GLG Partners Reportedly Builds Up €25m Short Bet That Shares In Glanbia Will Fall In Price
The London hedge fund controlled by the giant Man Group, GLG Partners, has reportedly built up a €25 million short bet that the shares in Irish food company Glanbia will fall in price.
As reported by The Business Post, it is the third such bet that GLG has taken against Glanbia in the last three weeks, as the company's share price has slumped from €14 to just under €13.
A short trade is reportedly a risky transaction in which traders borrow shares from a broker and sell them on the open market, betting that the price will fall sufficiently to allow them to buy new shares at a lower price, and return them to the broker, thus pocketing the difference as profit on the trade.
GLG is reportedly only the latest fund to short Glanbia's shares. Earlier this year, an arm of billion-dollar US investment fund BlackRock reportedly made several such trades, each reportedly at approximately €20 million.
Over that period, between February and early May, the company's shares reportedly rose from €10 to more than €14, though there were reportedly periods in which it dropped briefly.
Glanbia Ireland Stake Sale
Glanbia Ireland is reportedly the country’s largest dairy company and owns a number of household food brands, including Avonmore, Kilmeaden, Premier milk and Wexford cheese.

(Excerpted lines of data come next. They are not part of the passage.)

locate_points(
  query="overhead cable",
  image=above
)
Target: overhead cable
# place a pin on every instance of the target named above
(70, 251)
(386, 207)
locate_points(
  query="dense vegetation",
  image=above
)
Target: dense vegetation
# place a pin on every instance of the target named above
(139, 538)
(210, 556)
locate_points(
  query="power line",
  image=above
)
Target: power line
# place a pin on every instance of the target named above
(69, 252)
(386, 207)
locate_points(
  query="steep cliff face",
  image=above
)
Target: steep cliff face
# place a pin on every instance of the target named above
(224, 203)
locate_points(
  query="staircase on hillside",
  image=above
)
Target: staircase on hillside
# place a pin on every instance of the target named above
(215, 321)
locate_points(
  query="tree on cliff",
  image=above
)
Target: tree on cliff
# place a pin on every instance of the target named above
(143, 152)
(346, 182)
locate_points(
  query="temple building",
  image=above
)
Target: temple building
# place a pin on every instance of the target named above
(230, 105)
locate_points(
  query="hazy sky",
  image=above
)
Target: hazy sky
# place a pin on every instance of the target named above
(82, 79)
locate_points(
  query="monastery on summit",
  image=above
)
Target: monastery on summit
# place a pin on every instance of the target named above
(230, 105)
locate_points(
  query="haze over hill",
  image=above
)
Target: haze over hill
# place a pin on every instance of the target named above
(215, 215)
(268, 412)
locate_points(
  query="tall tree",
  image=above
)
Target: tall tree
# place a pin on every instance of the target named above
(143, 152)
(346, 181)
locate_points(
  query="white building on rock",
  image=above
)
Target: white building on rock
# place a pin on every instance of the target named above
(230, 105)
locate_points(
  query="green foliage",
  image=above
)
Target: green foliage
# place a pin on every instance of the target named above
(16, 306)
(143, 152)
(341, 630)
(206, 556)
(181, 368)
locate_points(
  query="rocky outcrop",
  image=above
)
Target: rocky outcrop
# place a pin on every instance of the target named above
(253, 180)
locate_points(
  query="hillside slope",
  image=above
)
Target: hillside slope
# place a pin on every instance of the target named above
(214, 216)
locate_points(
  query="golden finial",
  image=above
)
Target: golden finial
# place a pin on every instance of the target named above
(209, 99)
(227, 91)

Glanbia Ireland is reportedly currently owned in a 60-40 joint venture arrangement between Glanbia Co-op, an investment vehicle owned by dairy farmers, and Glanbia plc, the performance nutrition company listed on the stock market.
To fund the proposed transaction, Glanbia Co-op will reportedly raise approximately €150 million in debt and will reportedly also sell a significant chunk of its 32% shareholding in Glanbia plc to raise the remaining capital needed.
The Co-op is reportedly likely to sell up to 5% of its shares in Glanbia plc on the open market to raise the required capital, but if GLG's short bet is correct and Glanbia’s shares fall in value, the Co-op reportedly may have to sell more of its shares to make up the difference.